Liam rolled his eyes very dramatically. They practically rolled right out of his head like marbles. He grabbed my hand, not so nicely this time, and pulled me back to the front of the house.
“I don’t think you understand the gravity of this situation,” he whispered. The throbbing vein in his forehead was back, pulsing out an angry beat. He probably had high blood pressure or something. I didn’t think that vein was healthy. “He’s here to kill you.”
I frowned. “But...he’s just lying there. Asleep.” It was attacking a man while he was down, like stabbing someone in the back. It just wasn’t fair.
Liam rubbed his forehead. Good, I thought, push that unhealthy vein back in. “Gavyn,” he said, his voice very, very patient, like he was talking to a three-year-old. I already decided I would ignore whatever came next on principle alone. “If I don’t kill him, he will continue to come after you. And kill you.”

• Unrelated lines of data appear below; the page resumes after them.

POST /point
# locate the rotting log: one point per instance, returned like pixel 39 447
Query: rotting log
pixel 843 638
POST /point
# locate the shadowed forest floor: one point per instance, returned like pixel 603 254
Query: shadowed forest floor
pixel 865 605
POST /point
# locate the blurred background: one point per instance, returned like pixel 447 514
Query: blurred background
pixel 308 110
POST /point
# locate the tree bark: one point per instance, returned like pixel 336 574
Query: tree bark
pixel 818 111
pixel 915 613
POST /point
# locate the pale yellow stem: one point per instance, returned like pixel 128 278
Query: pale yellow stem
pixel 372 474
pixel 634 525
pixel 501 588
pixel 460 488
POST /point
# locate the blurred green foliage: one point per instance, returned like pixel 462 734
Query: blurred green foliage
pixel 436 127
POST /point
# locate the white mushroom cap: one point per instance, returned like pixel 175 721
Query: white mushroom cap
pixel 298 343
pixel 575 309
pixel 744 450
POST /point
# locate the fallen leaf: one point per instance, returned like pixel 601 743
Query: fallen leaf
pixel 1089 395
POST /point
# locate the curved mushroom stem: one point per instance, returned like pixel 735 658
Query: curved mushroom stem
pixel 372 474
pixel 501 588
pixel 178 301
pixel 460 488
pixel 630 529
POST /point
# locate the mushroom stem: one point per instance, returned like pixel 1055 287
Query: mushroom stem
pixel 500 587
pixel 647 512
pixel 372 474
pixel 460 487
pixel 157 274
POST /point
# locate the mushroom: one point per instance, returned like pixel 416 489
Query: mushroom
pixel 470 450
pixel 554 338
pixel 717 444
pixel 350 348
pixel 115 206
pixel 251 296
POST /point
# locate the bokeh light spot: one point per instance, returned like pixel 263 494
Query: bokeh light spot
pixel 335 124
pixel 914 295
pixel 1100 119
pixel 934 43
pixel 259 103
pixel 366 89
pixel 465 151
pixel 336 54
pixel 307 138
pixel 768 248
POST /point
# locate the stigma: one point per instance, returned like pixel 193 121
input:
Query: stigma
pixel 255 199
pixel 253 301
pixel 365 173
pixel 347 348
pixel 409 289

“Can’t we just get up to the room and portal out of here?” It seemed like a perfectly logical option to me and it didn’t involve any bloodshed. Have I mentioned that I really hate blood? It seriously freaks me out. I turn green and sometimes I pass out. And don’t even get me started on the smell.
“He’ll follow us. Or he’ll kill this reality’s Gavyn. Do you want to be responsible for that death?”
Oh. Well, of course not. I didn’t want to see a two-armed version of me murdered either. I couldn’t imagine the kind of damage that would do to my psyche. While I debated this, Liam stood there, arms crossed, the blade of his knife winking in the porch light.
Nevin lumbered around the corner, fists curled. He had something in his hand, but it was too small for me to see. For a moron he moved fast. I hardly had time to squeal—I know, another stupid girl noise—before he was on us. He collided with Liam and sent him sprawling onto the concrete.
Ah, hell. Why hadn’t I let Liam kill him?
I backed away slowly, deer in the headlights. Liam was already up, knife raised.
But Nevin wasn’t paying attention to Liam. Nevin was staring at me with his unbelievably dark and scary eyes. He kind of resembled a peach-colored Frankenstein. Minus the bolts, of course. Nevin eat brainsss. Arrrggg....Okay, so not the time to be thinking about Nevin being a monster.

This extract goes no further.